What Should a Climate Change “Plan” Look Like?

NASA

David Roberts has a point here:

Anyone with a 3-digit IQ can do a bit of googling and come up with a set of policies to reduce carbon emissions. But a plan—now that’s a different thing. A plan has to be an actual course of action with both a goal and a chance of success. We should be able to line up your plan with all the others and extract two numbers about each one: (1) emission levels in 2050 if the plan works, and (b) consensus probability that the plan will work.

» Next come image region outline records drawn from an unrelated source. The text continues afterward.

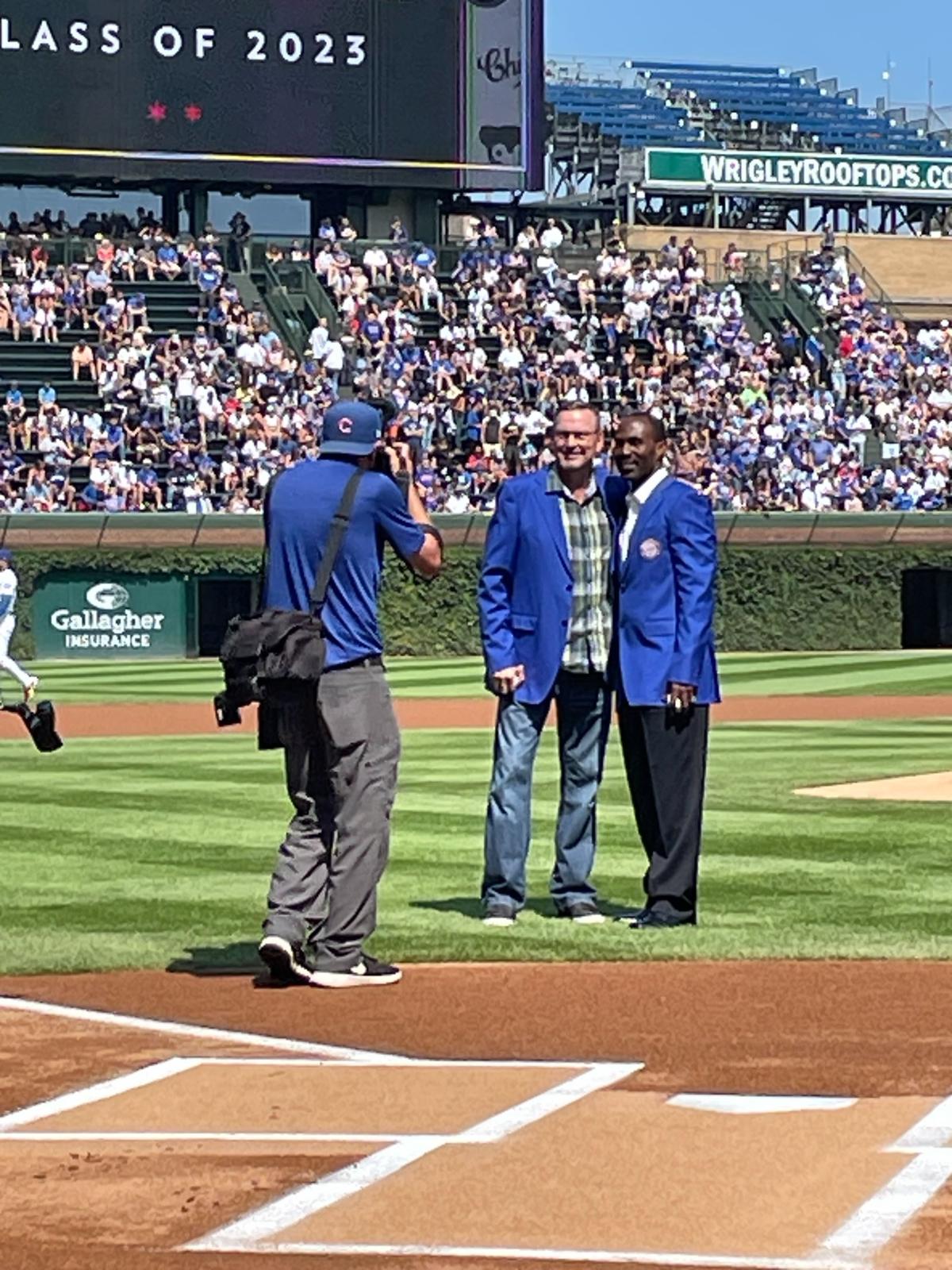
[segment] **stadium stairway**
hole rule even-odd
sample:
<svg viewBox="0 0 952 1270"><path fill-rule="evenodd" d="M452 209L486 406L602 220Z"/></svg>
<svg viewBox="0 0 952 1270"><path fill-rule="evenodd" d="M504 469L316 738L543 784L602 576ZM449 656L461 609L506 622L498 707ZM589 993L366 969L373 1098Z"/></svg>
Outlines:
<svg viewBox="0 0 952 1270"><path fill-rule="evenodd" d="M198 321L198 291L190 282L135 282L121 287L126 295L142 292L146 297L149 325L156 335L168 335L171 330L194 330ZM61 330L57 344L34 342L29 331L22 331L14 340L10 331L0 333L0 396L6 394L10 384L18 384L33 410L37 391L50 384L56 389L60 404L75 410L90 410L99 400L96 385L89 380L74 382L72 349L86 339L95 347L99 331L95 325L90 330Z"/></svg>

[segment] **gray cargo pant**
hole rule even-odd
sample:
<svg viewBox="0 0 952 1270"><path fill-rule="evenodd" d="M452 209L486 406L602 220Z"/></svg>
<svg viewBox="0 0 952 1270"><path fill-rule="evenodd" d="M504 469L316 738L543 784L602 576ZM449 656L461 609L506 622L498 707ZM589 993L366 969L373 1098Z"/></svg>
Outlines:
<svg viewBox="0 0 952 1270"><path fill-rule="evenodd" d="M267 935L305 945L319 970L360 960L377 925L377 883L390 851L400 732L380 663L326 671L316 719L284 720L284 772L294 806L278 851Z"/></svg>

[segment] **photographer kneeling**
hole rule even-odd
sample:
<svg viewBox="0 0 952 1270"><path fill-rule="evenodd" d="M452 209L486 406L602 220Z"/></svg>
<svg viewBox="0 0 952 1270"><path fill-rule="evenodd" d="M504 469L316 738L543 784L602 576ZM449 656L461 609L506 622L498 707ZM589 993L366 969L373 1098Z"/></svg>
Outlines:
<svg viewBox="0 0 952 1270"><path fill-rule="evenodd" d="M331 406L320 457L282 472L265 511L269 608L311 608L334 522L335 536L343 528L322 608L324 673L316 692L277 707L294 817L272 876L259 955L283 983L350 988L400 979L396 966L363 951L376 927L400 758L377 596L385 541L424 578L439 572L443 546L413 481L405 494L387 474L382 432L374 406Z"/></svg>

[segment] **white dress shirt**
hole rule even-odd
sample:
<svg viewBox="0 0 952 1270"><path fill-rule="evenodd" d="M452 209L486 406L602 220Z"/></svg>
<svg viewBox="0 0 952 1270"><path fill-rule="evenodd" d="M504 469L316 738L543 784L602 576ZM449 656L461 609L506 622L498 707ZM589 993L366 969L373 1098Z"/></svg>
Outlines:
<svg viewBox="0 0 952 1270"><path fill-rule="evenodd" d="M631 546L631 540L635 533L635 526L637 525L641 508L645 503L647 503L649 498L651 498L654 491L666 476L666 469L659 467L656 472L652 472L647 480L644 480L637 489L628 494L628 516L622 526L622 532L618 535L618 547L621 549L622 564L625 564L628 559L628 547Z"/></svg>

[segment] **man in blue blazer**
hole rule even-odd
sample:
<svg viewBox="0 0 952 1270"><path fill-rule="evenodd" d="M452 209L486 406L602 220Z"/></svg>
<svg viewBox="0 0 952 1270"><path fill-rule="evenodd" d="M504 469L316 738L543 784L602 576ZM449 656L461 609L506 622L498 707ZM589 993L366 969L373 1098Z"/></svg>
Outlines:
<svg viewBox="0 0 952 1270"><path fill-rule="evenodd" d="M664 424L618 420L608 499L617 550L618 726L649 859L632 928L697 923L697 872L715 658L717 535L710 499L669 476Z"/></svg>
<svg viewBox="0 0 952 1270"><path fill-rule="evenodd" d="M611 723L614 523L595 471L598 413L561 409L552 444L552 467L503 485L480 577L486 686L499 696L482 878L490 926L512 926L526 904L532 768L553 700L561 799L550 889L559 914L604 921L590 874Z"/></svg>

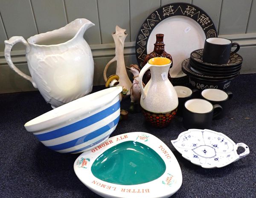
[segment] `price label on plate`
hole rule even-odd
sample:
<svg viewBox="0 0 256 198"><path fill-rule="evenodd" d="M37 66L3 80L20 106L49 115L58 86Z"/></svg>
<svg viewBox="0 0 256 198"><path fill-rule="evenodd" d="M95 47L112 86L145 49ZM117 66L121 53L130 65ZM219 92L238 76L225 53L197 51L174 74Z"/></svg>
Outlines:
<svg viewBox="0 0 256 198"><path fill-rule="evenodd" d="M185 33L187 33L189 32L191 29L190 28L190 27L188 27L184 30L184 32L185 32Z"/></svg>

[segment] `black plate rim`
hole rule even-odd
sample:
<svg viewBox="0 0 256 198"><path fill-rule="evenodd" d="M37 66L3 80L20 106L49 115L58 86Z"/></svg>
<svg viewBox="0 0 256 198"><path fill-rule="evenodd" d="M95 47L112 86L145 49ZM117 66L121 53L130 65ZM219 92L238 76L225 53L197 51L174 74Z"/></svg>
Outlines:
<svg viewBox="0 0 256 198"><path fill-rule="evenodd" d="M170 12L170 11L172 12ZM135 52L137 60L141 68L143 67L142 64L147 55L147 43L152 30L163 20L174 16L179 15L189 17L198 23L204 32L206 38L218 37L216 28L212 19L201 8L186 3L165 5L149 14L143 23L137 35ZM203 19L207 20L207 23Z"/></svg>

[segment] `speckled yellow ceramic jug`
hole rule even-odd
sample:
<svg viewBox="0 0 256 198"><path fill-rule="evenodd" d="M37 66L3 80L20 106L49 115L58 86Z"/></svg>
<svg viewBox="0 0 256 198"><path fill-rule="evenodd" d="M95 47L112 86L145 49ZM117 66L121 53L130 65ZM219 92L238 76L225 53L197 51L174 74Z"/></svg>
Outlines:
<svg viewBox="0 0 256 198"><path fill-rule="evenodd" d="M141 89L140 105L146 120L153 125L164 127L176 115L178 97L168 79L172 60L157 57L151 58L141 69L139 83ZM150 69L151 78L143 88L142 77Z"/></svg>

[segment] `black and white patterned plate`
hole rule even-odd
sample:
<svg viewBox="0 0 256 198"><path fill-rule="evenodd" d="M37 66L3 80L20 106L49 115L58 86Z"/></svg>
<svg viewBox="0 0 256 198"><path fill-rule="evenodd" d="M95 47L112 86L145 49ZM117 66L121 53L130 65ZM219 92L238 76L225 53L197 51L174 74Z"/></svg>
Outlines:
<svg viewBox="0 0 256 198"><path fill-rule="evenodd" d="M144 21L139 31L136 40L136 53L137 60L141 67L143 67L143 62L147 55L151 52L147 52L148 46L151 46L154 43L152 43L153 40L151 39L151 38L154 37L154 39L155 35L152 35L151 37L150 37L151 34L152 32L155 33L156 31L158 31L160 26L163 24L165 24L165 23L166 22L169 23L172 19L174 19L173 17L175 16L180 17L179 19L181 22L184 23L187 22L191 24L191 26L188 26L185 29L183 29L184 27L182 27L180 23L178 23L175 26L175 29L170 28L170 26L168 26L169 23L166 23L166 26L164 26L164 29L167 30L168 32L168 34L166 34L164 37L163 42L166 44L166 51L167 53L171 54L174 63L173 66L170 71L171 77L173 78L178 78L186 75L181 70L181 65L182 61L184 58L188 58L190 52L195 49L189 50L187 56L186 55L186 57L182 58L183 56L184 56L184 55L188 52L187 52L189 50L188 46L192 47L193 46L196 46L196 44L198 45L197 43L195 43L196 45L195 45L195 43L194 45L192 43L193 42L196 43L197 38L201 40L201 42L202 43L201 44L203 45L204 42L204 39L205 38L217 37L217 33L211 18L205 11L198 7L186 3L174 3L165 5L151 13ZM166 20L168 20L168 21ZM194 26L192 26L192 24ZM191 28L191 31L190 28ZM193 29L193 28L195 29ZM191 43L186 43L186 44L181 45L180 42L178 39L177 39L177 38L176 40L172 39L172 32L173 32L174 30L176 31L179 30L184 35L189 37L189 35L192 35L192 29L195 30L198 34L197 34L198 38L190 37L189 40L191 41ZM204 36L204 38L198 37L200 36L199 34L201 32L203 35L205 34L205 36ZM159 32L157 33L163 33L163 32ZM180 37L182 36L180 35ZM150 41L151 40L151 42ZM155 41L155 40L154 40ZM166 50L166 47L169 46L168 42L172 43L170 47L176 49L178 47L182 52L178 54L176 53L177 51L175 52L176 54L168 52L168 50ZM201 46L201 44L198 45Z"/></svg>

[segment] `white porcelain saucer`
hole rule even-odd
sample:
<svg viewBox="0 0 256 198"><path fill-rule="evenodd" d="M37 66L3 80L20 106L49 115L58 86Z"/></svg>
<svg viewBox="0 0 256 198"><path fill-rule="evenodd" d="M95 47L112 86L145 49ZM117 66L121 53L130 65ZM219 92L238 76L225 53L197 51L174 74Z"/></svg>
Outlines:
<svg viewBox="0 0 256 198"><path fill-rule="evenodd" d="M205 129L189 129L171 142L183 157L205 168L224 166L250 153L245 144L235 143L223 133ZM236 150L239 146L244 151L238 154Z"/></svg>
<svg viewBox="0 0 256 198"><path fill-rule="evenodd" d="M108 138L81 155L74 169L84 185L104 198L168 198L182 182L180 166L171 150L155 136L143 132Z"/></svg>

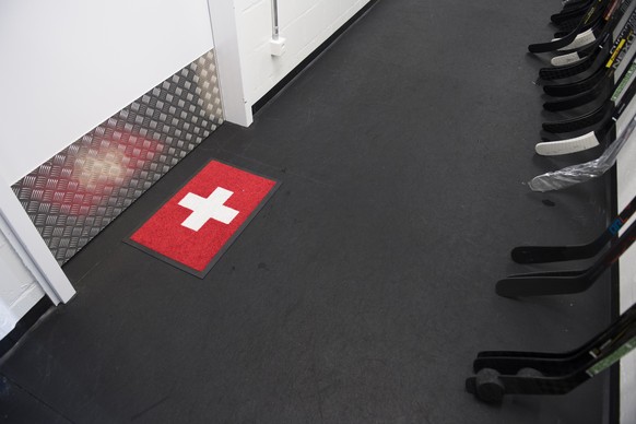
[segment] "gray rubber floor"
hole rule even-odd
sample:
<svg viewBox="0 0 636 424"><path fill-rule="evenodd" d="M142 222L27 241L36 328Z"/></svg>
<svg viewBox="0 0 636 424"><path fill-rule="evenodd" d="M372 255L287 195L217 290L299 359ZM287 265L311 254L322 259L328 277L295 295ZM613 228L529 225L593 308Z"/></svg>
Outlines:
<svg viewBox="0 0 636 424"><path fill-rule="evenodd" d="M563 397L464 391L480 350L573 349L610 278L511 301L521 244L587 243L605 180L525 181L558 0L380 0L263 107L225 123L66 267L78 288L0 363L10 423L602 423L608 378ZM122 243L211 158L281 189L204 280Z"/></svg>

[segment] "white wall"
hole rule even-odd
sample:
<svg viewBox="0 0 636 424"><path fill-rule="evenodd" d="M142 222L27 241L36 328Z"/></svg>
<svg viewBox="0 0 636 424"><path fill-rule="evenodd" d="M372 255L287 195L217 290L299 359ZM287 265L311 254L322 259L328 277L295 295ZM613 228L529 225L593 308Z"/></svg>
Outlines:
<svg viewBox="0 0 636 424"><path fill-rule="evenodd" d="M0 339L44 297L44 290L9 243L2 226L0 223L0 273L3 279L0 286Z"/></svg>
<svg viewBox="0 0 636 424"><path fill-rule="evenodd" d="M634 109L633 106L629 109ZM627 116L632 116L631 110ZM621 122L623 123L623 122ZM619 211L636 196L636 137L625 145L617 163ZM629 220L626 225L636 222ZM621 311L636 303L636 246L628 249L620 262L621 269ZM636 353L632 352L621 362L621 423L636 423Z"/></svg>
<svg viewBox="0 0 636 424"><path fill-rule="evenodd" d="M225 119L248 126L251 106L369 0L279 0L285 52L271 55L271 0L208 0L219 55ZM234 37L227 38L229 28ZM238 71L239 70L239 71ZM239 73L237 73L239 72Z"/></svg>
<svg viewBox="0 0 636 424"><path fill-rule="evenodd" d="M212 47L205 0L0 2L0 175L15 182Z"/></svg>

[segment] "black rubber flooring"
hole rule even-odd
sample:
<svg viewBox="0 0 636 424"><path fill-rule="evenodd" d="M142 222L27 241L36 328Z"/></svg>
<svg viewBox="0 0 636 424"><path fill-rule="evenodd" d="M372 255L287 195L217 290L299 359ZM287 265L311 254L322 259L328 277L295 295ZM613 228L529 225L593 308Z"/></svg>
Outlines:
<svg viewBox="0 0 636 424"><path fill-rule="evenodd" d="M464 391L480 350L563 351L610 319L609 275L578 295L494 293L538 269L511 247L586 243L609 215L605 180L525 185L598 154L533 154L549 116L526 47L552 37L560 3L377 2L64 266L76 297L0 364L4 421L606 420L608 376L500 407ZM204 280L121 242L211 158L282 187Z"/></svg>

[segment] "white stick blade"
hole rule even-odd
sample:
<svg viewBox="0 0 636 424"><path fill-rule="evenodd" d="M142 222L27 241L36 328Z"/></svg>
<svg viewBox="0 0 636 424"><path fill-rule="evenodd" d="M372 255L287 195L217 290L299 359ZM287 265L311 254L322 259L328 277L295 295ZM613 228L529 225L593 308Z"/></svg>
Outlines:
<svg viewBox="0 0 636 424"><path fill-rule="evenodd" d="M592 131L573 139L541 142L534 146L534 150L542 156L557 156L561 154L582 152L584 150L596 148L599 144L597 134Z"/></svg>

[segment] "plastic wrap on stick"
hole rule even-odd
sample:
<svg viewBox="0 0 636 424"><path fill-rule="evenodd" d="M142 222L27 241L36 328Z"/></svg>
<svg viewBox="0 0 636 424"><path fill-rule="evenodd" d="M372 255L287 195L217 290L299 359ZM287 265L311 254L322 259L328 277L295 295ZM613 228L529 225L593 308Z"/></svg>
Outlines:
<svg viewBox="0 0 636 424"><path fill-rule="evenodd" d="M601 156L593 161L586 162L585 164L573 165L560 170L539 175L528 182L530 189L532 189L532 191L561 190L600 177L616 163L619 152L621 152L623 145L625 145L627 140L629 140L635 128L636 115L632 117L627 127L625 127L616 140L605 149Z"/></svg>

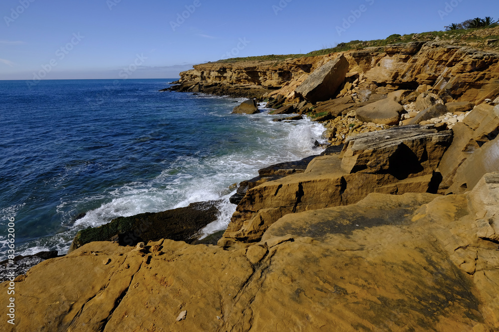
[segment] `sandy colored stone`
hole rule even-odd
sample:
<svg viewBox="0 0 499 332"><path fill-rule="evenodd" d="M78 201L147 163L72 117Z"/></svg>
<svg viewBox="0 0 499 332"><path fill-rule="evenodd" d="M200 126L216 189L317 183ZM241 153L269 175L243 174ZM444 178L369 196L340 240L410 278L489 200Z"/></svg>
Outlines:
<svg viewBox="0 0 499 332"><path fill-rule="evenodd" d="M357 110L355 117L365 122L386 124L398 123L404 108L392 98L378 101Z"/></svg>
<svg viewBox="0 0 499 332"><path fill-rule="evenodd" d="M287 215L247 249L89 243L19 278L16 330L4 328L495 331L499 252L477 225L497 211L498 183ZM105 257L113 263L97 264Z"/></svg>
<svg viewBox="0 0 499 332"><path fill-rule="evenodd" d="M345 80L348 61L342 54L315 70L295 91L310 103L328 100Z"/></svg>

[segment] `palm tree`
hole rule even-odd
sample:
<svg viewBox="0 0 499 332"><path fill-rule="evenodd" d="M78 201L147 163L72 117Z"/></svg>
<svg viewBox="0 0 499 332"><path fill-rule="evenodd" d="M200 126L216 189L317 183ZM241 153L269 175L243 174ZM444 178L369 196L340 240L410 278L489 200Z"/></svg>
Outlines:
<svg viewBox="0 0 499 332"><path fill-rule="evenodd" d="M459 30L462 28L459 26L459 24L455 23L453 23L450 25L447 25L445 27L445 31L450 31L452 30Z"/></svg>
<svg viewBox="0 0 499 332"><path fill-rule="evenodd" d="M470 24L468 24L468 28L469 29L473 29L474 28L481 28L484 26L484 20L480 17L477 17L476 18L474 18L472 20Z"/></svg>
<svg viewBox="0 0 499 332"><path fill-rule="evenodd" d="M499 20L495 21L493 17L488 16L485 18L485 19L483 20L483 22L484 25L485 26L490 26L491 25L497 24L498 22L499 22Z"/></svg>

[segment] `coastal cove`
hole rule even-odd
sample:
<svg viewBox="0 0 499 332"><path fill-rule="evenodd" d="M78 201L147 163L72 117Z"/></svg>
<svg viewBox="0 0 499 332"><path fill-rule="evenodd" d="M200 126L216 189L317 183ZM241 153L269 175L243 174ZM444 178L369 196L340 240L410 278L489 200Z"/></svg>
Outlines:
<svg viewBox="0 0 499 332"><path fill-rule="evenodd" d="M17 254L64 254L79 229L205 200L224 202L207 231L223 229L231 185L321 151L320 124L230 114L242 99L158 92L174 80L1 83L0 217L15 219Z"/></svg>
<svg viewBox="0 0 499 332"><path fill-rule="evenodd" d="M499 53L404 38L209 62L106 96L92 117L121 140L90 130L89 153L117 151L128 178L75 220L98 226L67 254L0 284L18 299L6 331L498 331ZM76 175L110 169L91 161ZM210 231L225 230L193 240L214 205Z"/></svg>

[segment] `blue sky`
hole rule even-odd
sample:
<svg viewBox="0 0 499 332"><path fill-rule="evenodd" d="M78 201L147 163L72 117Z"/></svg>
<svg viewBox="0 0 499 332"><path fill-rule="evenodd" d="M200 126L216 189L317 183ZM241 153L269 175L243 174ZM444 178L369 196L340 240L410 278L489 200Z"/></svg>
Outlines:
<svg viewBox="0 0 499 332"><path fill-rule="evenodd" d="M2 0L0 80L173 78L229 56L497 18L497 0Z"/></svg>

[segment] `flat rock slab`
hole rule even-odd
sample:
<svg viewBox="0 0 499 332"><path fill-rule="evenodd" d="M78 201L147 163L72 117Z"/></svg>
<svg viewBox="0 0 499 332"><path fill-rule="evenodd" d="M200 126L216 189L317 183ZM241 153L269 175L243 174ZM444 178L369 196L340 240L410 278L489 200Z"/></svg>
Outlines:
<svg viewBox="0 0 499 332"><path fill-rule="evenodd" d="M452 132L407 125L347 139L342 169L348 173L388 173L399 180L431 174L452 142Z"/></svg>
<svg viewBox="0 0 499 332"><path fill-rule="evenodd" d="M17 279L4 330L496 331L499 252L470 199L371 194L286 215L240 250L89 243Z"/></svg>
<svg viewBox="0 0 499 332"><path fill-rule="evenodd" d="M235 107L232 111L233 114L255 114L259 112L256 101L254 99L245 101L241 105Z"/></svg>
<svg viewBox="0 0 499 332"><path fill-rule="evenodd" d="M355 117L366 122L392 125L400 121L404 107L392 98L387 98L360 108Z"/></svg>

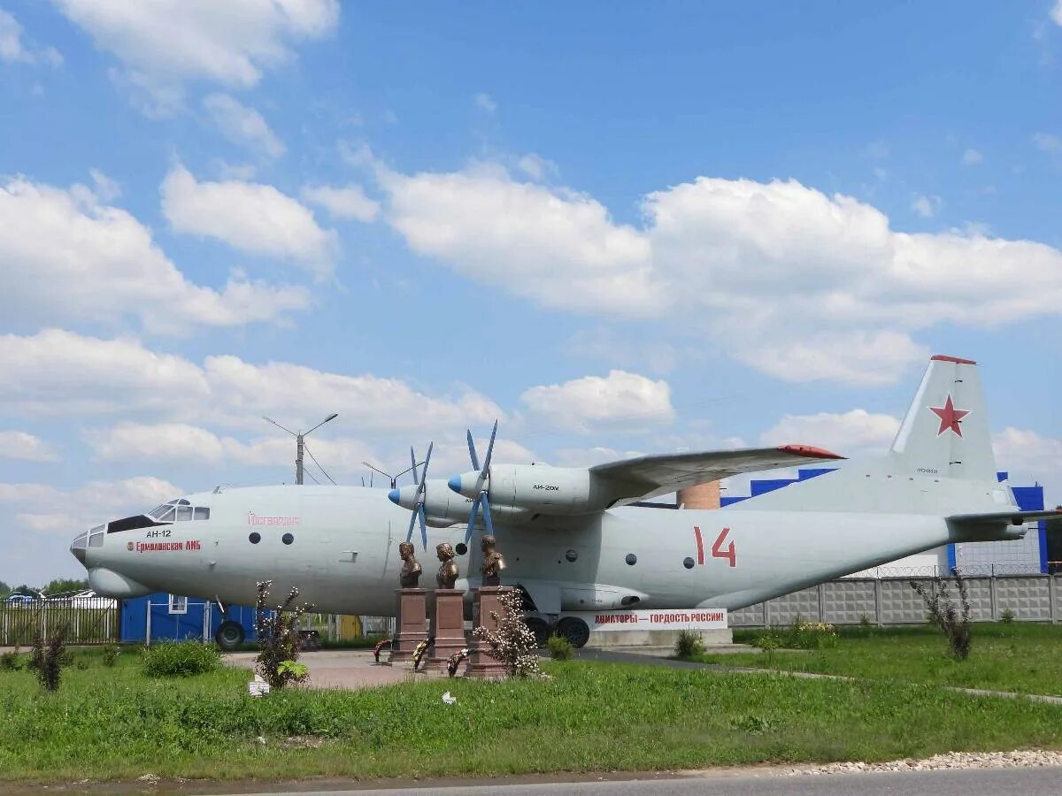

I don’t have such a plan in mind, of course, but I do have a few guidelines that I think could help someone win this game:

  • Think international. Yes, yes, the Republican Party is hopeless right now and that makes America a non-player. But you shouldn’t obsess about America anyway. Any plan that’s worth the paper it’s written on will focus on things that are most likely to work all around the world.
  • Focus on getting the biggest bang for the buck. “Biggest bang” is pretty obvious: it just means reducing carbon emissions as much as possible as fast as possible. But “for the buck” means more than just the lowest possible price tag. “Price” should be seen as both dollars and as personal sacrifice. The more sacrifice you ask of people, the bigger the cost. The lower the sacrifice, the better chance you have of getting widespread buy-in.
  • Forget the free market. There’s no profit in addressing climate change. In fact, the profit is almost entirely on the other side. This means that any plausible plan has to include lots of government subsidies: subsidies for solar, subsidies for wind, subsidies for electric cars, subsidies for reforestation, etc. Basically, you should accept that virtually every policy you support will happen only to the extent that the government subsidizes it.
  • Lots of shared R&D. We could address climate change solely with existing technology. The problem is that even with truckloads of subsidies, it would demand more sacrifice than people are likely to accept. That means that we desperately need new and better technology on all fronts as soon as possible. This should be a Manhattan Project kind of thing, and in this case it’s OK to be America-centric. Obviously other countries do scientific research as well, but America does the most. What’s more, a project like this really would motivate other countries to get on board with R&D of their own.

And how will all this be paid for? The obvious answer is a whopping big progressive carbon tax. This would provide plenty of money for all those subsidies and would provide a tailwind for all the other carbon-reduction policies you come up with. However, a whopping tax means a big sacrifice, and that probably dooms it to fail. A carbon tax that starts small but steadily increases is one compromise that might work. A carbon tax that pays for more than just climate change might also reduce opposition.

There are plenty of other possibilities. The main thing is to be rigidly realistic at all times. If you ask too much of people, they won’t support your ideas no matter how great they are. And even if they do, they aren’t likely to respond appropriately to the scale of the problem on their own. I haven’t, after all. Neither have you. But that’s OK: climate change won’t be affected much by personal action anyway. It’s too big. Like a war, it requires action on a governmental scale. Unlike a war, however, it has no human enemy to spur citizens to accept the sacrifice it takes to win. It’s up to us to come up with an alternative.